# Building a drainage ditch



## NateHanson

Sounds like a good excuse to rent a small excavator for a weekend! 

The size will depend on how much water it needs to handle. The pitch needs to be about 1/4" per foot, I think. 

I'd line it with gravel, landscape fabric, and grapefruit sized rock, 
to prevent it from washing out, being muddy, or overgrowing with weeds.

Now the pros can come along and correct any or all of the above.


----------



## tigerbalm2424

Isnt there a thread on here somewhere that states its illegal for someone to knowingly direct drain water onto someone elses property? :furious: I'd look into the root cause before I started digging up my own yard due to someone elses waste water.


----------



## NateHanson

I thought the rule that someone posted was that you can't discharge onto someone elses property, but if your downspouts end 1 foot from the property line that's ok. 

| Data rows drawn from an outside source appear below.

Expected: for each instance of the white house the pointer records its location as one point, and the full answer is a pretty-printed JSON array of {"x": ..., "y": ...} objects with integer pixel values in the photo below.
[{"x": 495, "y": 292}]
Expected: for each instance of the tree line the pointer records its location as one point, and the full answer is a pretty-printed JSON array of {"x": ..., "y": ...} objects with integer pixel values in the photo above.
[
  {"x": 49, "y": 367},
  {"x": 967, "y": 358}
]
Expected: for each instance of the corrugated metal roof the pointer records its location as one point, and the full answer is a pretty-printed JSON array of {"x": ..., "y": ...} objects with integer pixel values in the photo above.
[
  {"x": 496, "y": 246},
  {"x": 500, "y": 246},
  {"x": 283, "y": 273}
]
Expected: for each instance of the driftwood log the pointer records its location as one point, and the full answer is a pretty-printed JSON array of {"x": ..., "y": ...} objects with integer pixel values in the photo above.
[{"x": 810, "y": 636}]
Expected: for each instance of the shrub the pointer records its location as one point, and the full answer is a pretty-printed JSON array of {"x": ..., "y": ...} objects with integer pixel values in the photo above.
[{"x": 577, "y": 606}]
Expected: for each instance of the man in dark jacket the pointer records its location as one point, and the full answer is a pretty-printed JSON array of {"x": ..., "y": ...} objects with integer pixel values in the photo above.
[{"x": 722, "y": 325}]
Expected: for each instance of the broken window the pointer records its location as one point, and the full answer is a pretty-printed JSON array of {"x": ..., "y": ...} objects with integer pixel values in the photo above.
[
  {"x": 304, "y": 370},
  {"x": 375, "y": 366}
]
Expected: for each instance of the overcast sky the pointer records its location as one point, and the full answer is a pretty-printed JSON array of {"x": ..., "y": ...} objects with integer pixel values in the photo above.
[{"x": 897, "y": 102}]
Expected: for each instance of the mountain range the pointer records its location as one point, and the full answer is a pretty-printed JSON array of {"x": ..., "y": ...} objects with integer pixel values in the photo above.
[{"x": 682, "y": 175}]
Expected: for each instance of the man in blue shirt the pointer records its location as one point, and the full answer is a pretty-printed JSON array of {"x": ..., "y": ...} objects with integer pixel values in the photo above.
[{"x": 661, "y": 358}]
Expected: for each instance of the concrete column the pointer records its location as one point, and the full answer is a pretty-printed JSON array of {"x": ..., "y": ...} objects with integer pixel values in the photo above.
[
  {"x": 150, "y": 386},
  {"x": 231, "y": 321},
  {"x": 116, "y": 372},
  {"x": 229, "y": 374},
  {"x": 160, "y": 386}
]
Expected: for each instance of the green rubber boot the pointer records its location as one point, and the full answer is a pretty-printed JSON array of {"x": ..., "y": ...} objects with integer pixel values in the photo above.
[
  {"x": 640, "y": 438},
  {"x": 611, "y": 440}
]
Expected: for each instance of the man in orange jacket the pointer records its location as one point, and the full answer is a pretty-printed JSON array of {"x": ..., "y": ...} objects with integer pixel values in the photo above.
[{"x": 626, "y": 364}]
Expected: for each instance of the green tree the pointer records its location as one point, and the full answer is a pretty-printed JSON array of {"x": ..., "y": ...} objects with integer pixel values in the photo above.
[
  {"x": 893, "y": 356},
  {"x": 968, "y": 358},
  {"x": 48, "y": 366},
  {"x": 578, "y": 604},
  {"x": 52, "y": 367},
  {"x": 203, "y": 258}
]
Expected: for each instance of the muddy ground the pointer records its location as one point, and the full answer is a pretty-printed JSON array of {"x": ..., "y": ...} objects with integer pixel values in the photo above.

He states his neighbors property is uphill of his, so I doubt there's much his neighbor can be blamed for. It's not like he can prevent water from flowing downhill.


----------



## cara

Thanks for the advice. And I'm not a man; in cases such as this, it might be more convenient! Anyway, I'm learning as I go. The neighbor's spouts end at least 4 feet from my property line, so there's no issue there. I don't mind taking care of it, I just wasn't sure how to even get started. One more question though, because my degree was in liberal arts and not math and/or physics: how do I determine a 1/4-inch pitch per foot???? :huh:


----------



## NateHanson

Not being a man won't matter. It just means you'll ask for advice and make a plan, then carefully execute it, instead of just renting the biggest digger your truck can tow, tearing up your yard, and figuring out the details "later".  

Anyways, you can mark out that slope by putting two stakes along the side of your proposed ditch, one at either end. Tie mason's string tightly between the stakes, using a level to get the string level. Then measure the length between the stakes (in feet) and divide it by four, and label that inches. Say the stakes are 40 feet apart. That gives you 10 inches. Move your string down 10 inches on the stake you want the water to drain towards. That's your 1/4" per foot slope. Then if your string is 3' above the finished grade of your ditch, just use a 3' long stick to act as your measure of how deep to dig. 



get outside said:


> Thanks for the advice. And I'm not a man; in cases such as this, it might be more convenient! Anyway, I'm learning as I go. The neighbor's spouts end at least 4 feet from my property line, so there's no issue there. I don't mind taking care of it, I just wasn't sure how to even get started. One more question though, because my degree was in liberal arts and not math and/or physics: how do I determine a 1/4-inch pitch per foot???? :huh:


----------